October 2005 Sky from the Keeble Observatory
Last July 4th saw celestial fireworks of a different kind, as the probe Deep Impact
collided head-on with the comet Tempel 1, excavating its own crater and revealing
what was under the dark, dusty surface. The image below shows the nucleus of the
comet 13 seconds after impact. As is often the case, new results have supported
some old models, but have challenged others.
Image courtesy of Deep Impact project team, JPL, NASA, University of Maryland.
Comets are believed to be leftovers from the formation of the solar system some
4.5 to 5 billion years ago. The most broadly accepted model is that they are “dirty
snow balls” or “snowy dirt balls,” depending on whether you think the non-volatile
component is more or less important. Prior to Deep Impact, there were only a handful
of comet probes, and none that actually made contact with the nucleus. Spectroscopic
analysis of the light from a comet gives some notion of its composition, but the
very sunlight that causes the comet to vent gas and dust may also change the chemistry
of what’s vented.
The nucleus of Tempel 1 appears to be a dark, irregular object about 5 km long.
The material has the structural integrity of meringue, with a density less than
that of water. (Even a meringue pie would feel “solid” if you hit it at 66 km/sec!)
It also means that the interior is well insulated from changes in surface temperature,
so that interior should be pristine material. The surface gravity is so weak that
you could launch yourself into space simply by jumping. The number of craters is
a surprise, both because of the fluffy composition and because none of the other
comet nuclei imaged have shown any craters. That may mean that this one is unique,
so we have to be careful with generalizations.
The material ejected in the post-impact plume shows clearly that the interior composition
differs from the surface.

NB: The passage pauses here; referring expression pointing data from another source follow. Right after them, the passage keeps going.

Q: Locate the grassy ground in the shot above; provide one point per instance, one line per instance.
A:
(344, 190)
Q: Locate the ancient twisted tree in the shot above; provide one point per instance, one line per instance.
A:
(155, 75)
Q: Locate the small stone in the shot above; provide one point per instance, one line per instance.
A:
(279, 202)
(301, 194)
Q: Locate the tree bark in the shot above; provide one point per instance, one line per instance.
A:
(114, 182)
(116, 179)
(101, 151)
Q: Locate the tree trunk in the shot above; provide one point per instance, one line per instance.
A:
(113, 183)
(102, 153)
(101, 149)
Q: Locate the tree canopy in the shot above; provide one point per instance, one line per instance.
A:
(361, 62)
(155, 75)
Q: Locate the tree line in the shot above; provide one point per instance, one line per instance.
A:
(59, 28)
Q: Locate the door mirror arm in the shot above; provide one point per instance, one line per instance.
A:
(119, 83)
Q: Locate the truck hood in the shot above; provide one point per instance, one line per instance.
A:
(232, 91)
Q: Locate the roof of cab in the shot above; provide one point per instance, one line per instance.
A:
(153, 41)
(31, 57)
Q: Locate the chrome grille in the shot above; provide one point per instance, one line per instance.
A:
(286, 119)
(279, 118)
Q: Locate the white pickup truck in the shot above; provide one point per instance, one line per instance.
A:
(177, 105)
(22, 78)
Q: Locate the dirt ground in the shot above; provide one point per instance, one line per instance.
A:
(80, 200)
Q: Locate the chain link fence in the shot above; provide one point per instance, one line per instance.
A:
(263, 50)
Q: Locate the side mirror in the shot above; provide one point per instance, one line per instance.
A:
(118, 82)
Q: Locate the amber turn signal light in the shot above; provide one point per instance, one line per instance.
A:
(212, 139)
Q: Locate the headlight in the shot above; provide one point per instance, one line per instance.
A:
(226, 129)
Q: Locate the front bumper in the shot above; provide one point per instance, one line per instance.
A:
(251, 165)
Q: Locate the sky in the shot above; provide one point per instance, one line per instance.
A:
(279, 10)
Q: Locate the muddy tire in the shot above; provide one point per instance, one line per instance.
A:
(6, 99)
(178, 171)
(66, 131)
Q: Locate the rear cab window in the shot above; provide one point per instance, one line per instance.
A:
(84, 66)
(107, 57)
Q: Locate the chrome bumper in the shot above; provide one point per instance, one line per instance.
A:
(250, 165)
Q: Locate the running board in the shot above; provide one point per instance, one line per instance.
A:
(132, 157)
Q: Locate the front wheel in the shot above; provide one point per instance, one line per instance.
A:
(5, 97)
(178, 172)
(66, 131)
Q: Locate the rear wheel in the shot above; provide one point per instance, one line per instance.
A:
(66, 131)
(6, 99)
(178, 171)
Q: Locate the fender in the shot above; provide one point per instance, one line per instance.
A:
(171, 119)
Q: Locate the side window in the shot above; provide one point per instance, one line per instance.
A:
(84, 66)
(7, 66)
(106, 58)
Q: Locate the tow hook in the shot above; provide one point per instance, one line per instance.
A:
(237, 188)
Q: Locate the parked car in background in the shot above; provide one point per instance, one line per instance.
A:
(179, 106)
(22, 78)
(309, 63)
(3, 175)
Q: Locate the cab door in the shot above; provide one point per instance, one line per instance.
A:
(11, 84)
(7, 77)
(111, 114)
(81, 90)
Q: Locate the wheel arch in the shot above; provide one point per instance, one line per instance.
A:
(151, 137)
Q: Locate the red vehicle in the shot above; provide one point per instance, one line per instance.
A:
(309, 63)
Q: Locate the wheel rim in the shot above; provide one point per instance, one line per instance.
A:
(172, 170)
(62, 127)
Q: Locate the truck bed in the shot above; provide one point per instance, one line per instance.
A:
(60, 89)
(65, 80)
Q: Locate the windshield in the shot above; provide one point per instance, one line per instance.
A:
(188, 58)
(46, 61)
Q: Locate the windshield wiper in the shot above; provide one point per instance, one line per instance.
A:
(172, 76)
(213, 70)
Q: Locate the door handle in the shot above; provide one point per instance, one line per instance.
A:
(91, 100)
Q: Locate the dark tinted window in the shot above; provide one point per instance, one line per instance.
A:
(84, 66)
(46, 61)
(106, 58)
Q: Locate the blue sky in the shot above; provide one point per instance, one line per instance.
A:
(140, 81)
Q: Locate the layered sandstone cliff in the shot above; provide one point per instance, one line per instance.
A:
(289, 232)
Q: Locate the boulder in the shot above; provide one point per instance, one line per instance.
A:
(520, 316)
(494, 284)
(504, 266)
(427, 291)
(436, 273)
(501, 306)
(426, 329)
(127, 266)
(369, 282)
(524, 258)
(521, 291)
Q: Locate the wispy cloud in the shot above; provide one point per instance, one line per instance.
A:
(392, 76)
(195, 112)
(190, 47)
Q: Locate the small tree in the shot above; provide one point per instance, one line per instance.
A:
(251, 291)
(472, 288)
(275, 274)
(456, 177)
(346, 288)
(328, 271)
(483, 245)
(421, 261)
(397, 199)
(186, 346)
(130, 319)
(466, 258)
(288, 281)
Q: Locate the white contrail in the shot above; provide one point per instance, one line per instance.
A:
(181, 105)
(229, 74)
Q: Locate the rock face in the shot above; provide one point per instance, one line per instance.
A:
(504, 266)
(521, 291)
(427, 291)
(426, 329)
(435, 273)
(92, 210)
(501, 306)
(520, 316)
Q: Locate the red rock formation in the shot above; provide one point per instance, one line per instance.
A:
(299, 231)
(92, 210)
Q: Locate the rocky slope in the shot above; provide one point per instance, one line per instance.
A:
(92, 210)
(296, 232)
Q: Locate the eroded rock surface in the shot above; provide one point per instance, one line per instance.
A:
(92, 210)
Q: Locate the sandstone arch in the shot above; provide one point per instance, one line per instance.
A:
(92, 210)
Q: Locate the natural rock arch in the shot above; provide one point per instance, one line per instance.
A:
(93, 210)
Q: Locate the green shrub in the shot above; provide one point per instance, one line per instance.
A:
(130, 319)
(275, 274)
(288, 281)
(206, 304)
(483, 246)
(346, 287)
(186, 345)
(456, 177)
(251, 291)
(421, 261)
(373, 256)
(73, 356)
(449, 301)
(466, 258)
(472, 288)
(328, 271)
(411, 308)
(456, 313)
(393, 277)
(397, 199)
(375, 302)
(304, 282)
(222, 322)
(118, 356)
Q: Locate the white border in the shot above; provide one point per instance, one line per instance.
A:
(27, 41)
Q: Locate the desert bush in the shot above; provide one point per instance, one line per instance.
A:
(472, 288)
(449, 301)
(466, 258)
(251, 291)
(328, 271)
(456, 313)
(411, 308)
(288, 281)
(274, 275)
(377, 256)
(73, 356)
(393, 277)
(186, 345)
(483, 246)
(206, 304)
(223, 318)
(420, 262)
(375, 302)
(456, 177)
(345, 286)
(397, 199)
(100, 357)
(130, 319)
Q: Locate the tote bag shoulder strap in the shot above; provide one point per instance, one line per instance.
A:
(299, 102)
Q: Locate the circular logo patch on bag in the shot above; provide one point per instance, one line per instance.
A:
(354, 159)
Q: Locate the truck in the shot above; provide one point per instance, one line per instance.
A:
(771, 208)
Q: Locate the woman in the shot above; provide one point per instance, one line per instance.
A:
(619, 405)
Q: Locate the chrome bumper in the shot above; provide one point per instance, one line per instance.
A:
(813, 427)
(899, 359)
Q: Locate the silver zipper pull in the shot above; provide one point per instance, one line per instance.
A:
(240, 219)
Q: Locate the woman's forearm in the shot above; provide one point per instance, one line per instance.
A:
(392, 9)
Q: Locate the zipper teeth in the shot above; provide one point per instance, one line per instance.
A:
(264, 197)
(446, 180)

Surface water ice was vaporized, but the plume excavated
frozen ice from the inside. Two surprising finds in the ejected material were spectroscopic
evidence for particles of clay and carbonates. On Earth, these only form in liquid
water. Their presence in the comet nucleus is a puzzle, but may indicate that the
early solar nebula was more thoroughly mixed than we have previously thought. There
were also silicates found, including the spectroscopic signature of olivine – found
in the beach sands of Hawaii – though in crystalline grains much smaller than sand.
They also found evidence of iron compounds and enough carbon compounds to support
the notion that comets in the early solar system provided the carbon for Earth’s
Lunar phases for October: New Moon at 6:28 am, on the 3rd; First Quarter on the
10th, at 3:01 pm; Full Moon on the 17th, at 8:14 am; and Last Quarter on the 24th
at 9:17 pm.
This month, I thought we’d do a tour of the sky, with the Moon as our guide. This
is partly triggered by the fact that there will be two eclipses in October, though
you won’t be able to see either one from the Center of the Universe! On the morning
of the 3rd, the Moon will pass between the Sun and Earth, though the Moon is too
far away to fully cover the Sun’s disk. This will produce an annular eclipse, but
you’ll have to be in northeastern Africa to see it (it will be mid-day there). Two
weeks later, the Earth will pass between the Sun and Moon, casting a shadow across
part of the lunar surface. This partial lunar eclipse will happen after the Moon
sets from our skies – travel a time zone or two west to see it.
Let’s begin with the New Moon – from here, there will be no eclipse and the Moon
will appear in the sky in the same general direction as the Sun, in the constellation
Virgo. The Sun is just rising. The Moon rises (or sets) about an hour and 20 minutes
later every day, so on the 4th it will have moved to the east of the Sun, and you
won’t be able to see it except briefly right after sunset. It will be a slim crescent
about 4 degrees to the left of Jupiter. By the 6th, the Moon is in the constellation
Libra, about 4 degrees below and to the right of Venus, which is 20 degrees above
the southwest horizon at sunset. On the 9th and 10th, the waxing Moon is passing
through Sagittarius; through Capricorn on the 11th and 12th. Aquarius and Pisces
follow from the 13th through 17th, with the Full Moon now rising at sunset. That
bright red “star” 5 degrees from the Moon on the 18th is the planet Mars, sharing
the constellation Aries. Passing the Pleiades on the 19th, the Moon is in Taurus
until moving into Gemini for the 23rd and 24th. In Cancer the 25th and 26th, the
waning Moon is near Saturn, and near Regulus in Leo on the 27th. You’ll have to
get up before sunrise to see it. We return to Virgo on the 30th, and the cycle continues.
For your own monthly star chart, you can direct your web browser to
http://www.skymaps.com. You will find extensive descriptions of what's worth
looking for, and you can download and print a single copy for your personal use.